Vous croyez regarder un film de guerre. Mieux, un film sur la guerre.
Vous regardez un film- poème inouï, écrit, dirigé et monté par Terence Malick.
Il nous a offert cette oeuvre comme tout artiste devrait le faire, en pensant que c'était la dernière.
Après des années de silence ou de repli, et ses Moissons du Ciel accouchés dans la douleur à vouloir tutoyer le Sublime et le Mal, Malick renoue ce fil ténu du regard sans concession, sans honte et sans trivialité sur l' Homme; les soldats éperdus se touchent presque comme des amants, se parlent comme des âmes sœurs, des frères d'armes qui en ont trop vu, trop vécu.
Malick reprend des motifs du film sur la guerre chers à Kubrick, mais en choisissant un regard empli de compassion. Il dissout la violence dans un bain panthéiste de Nature qui égare les soldats ou les remet sur le Droit Chemin. Les images sont sublimes de couleurs vertes et bleues, des textures d'herbes au vent qui forment des tableaux animés, la fluidité de la caméra surpasse son film précédent, merci la steadycam inventée pour les besoins de Kubrick, à laquelle s'ajoute celle du montage.
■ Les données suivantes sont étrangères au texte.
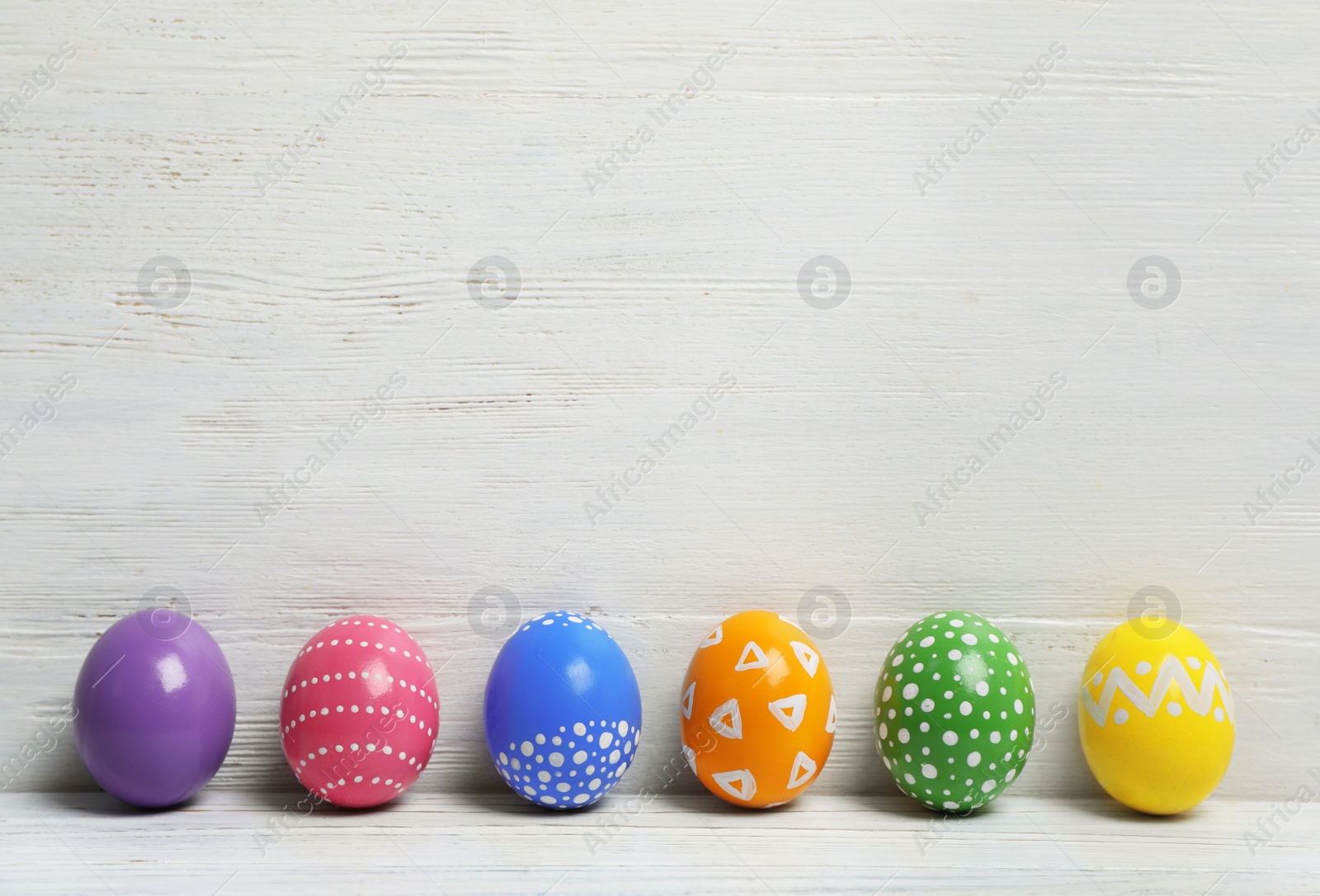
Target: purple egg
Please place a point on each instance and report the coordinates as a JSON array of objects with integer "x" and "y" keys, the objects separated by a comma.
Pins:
[{"x": 153, "y": 709}]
Nous baignons dans un univers liquide et aérien, traversé de trajectoires de balles, de souffrance, le désespoir n'est que le miroir de l'espoir déçu, l'ennemi est invisible ou fondu dans la Nature, chasseur ou proie, l'Ennemi est en soi, la peur, l'indifférence, qu'est-ce qui est pire?
Le film est imparfait de son désir de perfection, la poésie des vers de la voix off surjoue parfois, Malick n'a pas peur de perdre mais il y parvient hélas un peu.
Rarement s'est-on plus humain et épris de spiritualité qu'au sortir de ce bain sensoriel filmique.